Below is the text of Mr Major’s comments on the relationship between the United States and the European Union, made on 4th April 1995.
[Mr Major was asked about the relationship between the United States and the European Union]
I think there are several strands to this.
Firstly, one has to look at some of the changes there have been in the last few years. Until just a few days ago, there was a common bonding between Western Europe generally and the United States because they faced a common threat, a common enemy, in the Soviet Union. That has fallen away, that is different. What we now have to look at is the future. I am very concerned that there are many people in Western Europe who perhaps have an inward-looking perspective, a protectionist perspective. There is also concern sometimes in Western Europe that in some aspects America is inward-looking. I believe that is very damaging for both countries and I know President Clinton shares that view.

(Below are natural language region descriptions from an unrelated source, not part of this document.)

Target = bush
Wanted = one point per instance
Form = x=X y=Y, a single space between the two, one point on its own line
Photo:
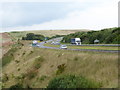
x=16 y=87
x=72 y=81
x=8 y=57
x=60 y=69
x=38 y=61
x=31 y=74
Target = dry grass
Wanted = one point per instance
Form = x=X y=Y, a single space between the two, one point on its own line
x=86 y=47
x=102 y=67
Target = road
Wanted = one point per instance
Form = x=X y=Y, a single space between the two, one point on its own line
x=41 y=45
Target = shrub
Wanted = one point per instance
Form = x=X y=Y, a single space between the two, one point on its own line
x=5 y=78
x=38 y=61
x=16 y=87
x=42 y=78
x=60 y=69
x=31 y=73
x=72 y=81
x=76 y=58
x=8 y=57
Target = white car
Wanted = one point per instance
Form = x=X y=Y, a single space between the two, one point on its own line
x=63 y=47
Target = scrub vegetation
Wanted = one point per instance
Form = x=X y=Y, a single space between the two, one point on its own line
x=45 y=67
x=105 y=36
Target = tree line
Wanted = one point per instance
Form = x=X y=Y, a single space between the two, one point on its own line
x=105 y=36
x=32 y=36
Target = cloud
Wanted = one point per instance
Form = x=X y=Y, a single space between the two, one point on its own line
x=104 y=15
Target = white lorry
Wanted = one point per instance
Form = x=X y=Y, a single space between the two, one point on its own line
x=76 y=41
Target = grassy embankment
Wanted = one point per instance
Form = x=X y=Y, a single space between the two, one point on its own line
x=35 y=67
x=86 y=47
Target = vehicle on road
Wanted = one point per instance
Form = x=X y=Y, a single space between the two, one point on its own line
x=76 y=41
x=63 y=47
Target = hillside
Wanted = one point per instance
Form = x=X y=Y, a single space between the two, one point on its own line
x=35 y=67
x=105 y=36
x=46 y=33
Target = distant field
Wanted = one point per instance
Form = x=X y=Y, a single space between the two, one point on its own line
x=101 y=67
x=48 y=33
x=86 y=47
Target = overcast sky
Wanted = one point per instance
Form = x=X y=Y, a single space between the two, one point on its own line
x=67 y=14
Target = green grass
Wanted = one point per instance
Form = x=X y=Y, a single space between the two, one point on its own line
x=98 y=66
x=86 y=47
x=8 y=57
x=72 y=81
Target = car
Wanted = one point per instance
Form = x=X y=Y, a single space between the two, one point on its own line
x=63 y=47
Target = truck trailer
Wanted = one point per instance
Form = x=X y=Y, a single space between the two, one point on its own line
x=76 y=41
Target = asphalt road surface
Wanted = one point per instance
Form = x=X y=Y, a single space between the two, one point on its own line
x=41 y=45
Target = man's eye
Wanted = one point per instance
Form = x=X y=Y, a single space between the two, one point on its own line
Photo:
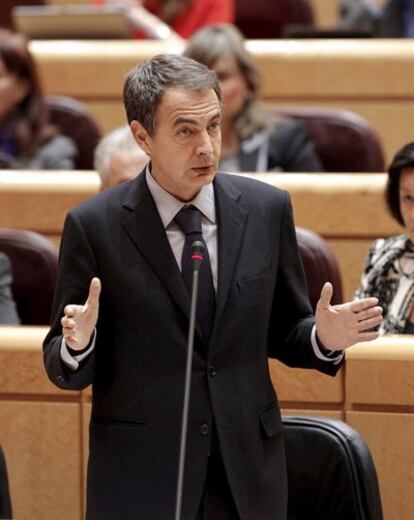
x=214 y=127
x=184 y=132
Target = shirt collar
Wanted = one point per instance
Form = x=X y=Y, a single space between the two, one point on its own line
x=168 y=206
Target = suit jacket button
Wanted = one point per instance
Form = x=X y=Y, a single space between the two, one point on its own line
x=212 y=370
x=204 y=429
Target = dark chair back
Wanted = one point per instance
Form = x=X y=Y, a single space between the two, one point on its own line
x=320 y=265
x=331 y=474
x=5 y=502
x=268 y=18
x=344 y=141
x=73 y=120
x=34 y=261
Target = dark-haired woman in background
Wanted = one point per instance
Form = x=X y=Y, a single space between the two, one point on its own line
x=164 y=19
x=27 y=141
x=389 y=268
x=250 y=141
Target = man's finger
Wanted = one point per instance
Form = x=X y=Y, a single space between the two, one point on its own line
x=365 y=303
x=326 y=295
x=94 y=292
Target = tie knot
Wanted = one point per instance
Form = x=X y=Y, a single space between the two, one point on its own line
x=189 y=220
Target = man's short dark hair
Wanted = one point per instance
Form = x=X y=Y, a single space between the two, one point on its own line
x=404 y=158
x=146 y=83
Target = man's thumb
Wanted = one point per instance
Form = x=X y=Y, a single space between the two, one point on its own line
x=94 y=292
x=326 y=295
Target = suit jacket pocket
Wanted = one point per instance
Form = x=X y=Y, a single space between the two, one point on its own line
x=111 y=420
x=270 y=420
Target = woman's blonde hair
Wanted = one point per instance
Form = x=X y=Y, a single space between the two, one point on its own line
x=210 y=44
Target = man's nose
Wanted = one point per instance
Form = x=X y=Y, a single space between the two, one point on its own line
x=205 y=146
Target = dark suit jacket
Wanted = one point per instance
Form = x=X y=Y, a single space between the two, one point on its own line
x=137 y=368
x=390 y=24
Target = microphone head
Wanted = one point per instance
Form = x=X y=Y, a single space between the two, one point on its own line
x=197 y=247
x=197 y=253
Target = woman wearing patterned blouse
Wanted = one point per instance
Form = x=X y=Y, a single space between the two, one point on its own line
x=389 y=268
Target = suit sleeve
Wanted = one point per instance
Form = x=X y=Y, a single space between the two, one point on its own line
x=292 y=319
x=77 y=266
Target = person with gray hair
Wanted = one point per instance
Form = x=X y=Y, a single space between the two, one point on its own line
x=118 y=158
x=126 y=253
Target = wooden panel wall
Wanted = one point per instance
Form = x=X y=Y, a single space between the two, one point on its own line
x=371 y=77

What I would wish to do is to examine some ways in which we can open up the relationship, make it entirely relevant to the 1990s and the turn of the century. I am not speaking specifically of a formal North American/European free trade area, that is not specifically what I am saying. What I am saying is that on the back of the Uruguay Agreement there is a huge amount that can still be done to expand free trade, financial services most obviously, a whole range of non-tariff barriers that ought to disappear. I think that North America and Europe should begin to discuss that, North America and the United Kingdom most certainly will and that would be of immense benefit to both of us in the years ahead.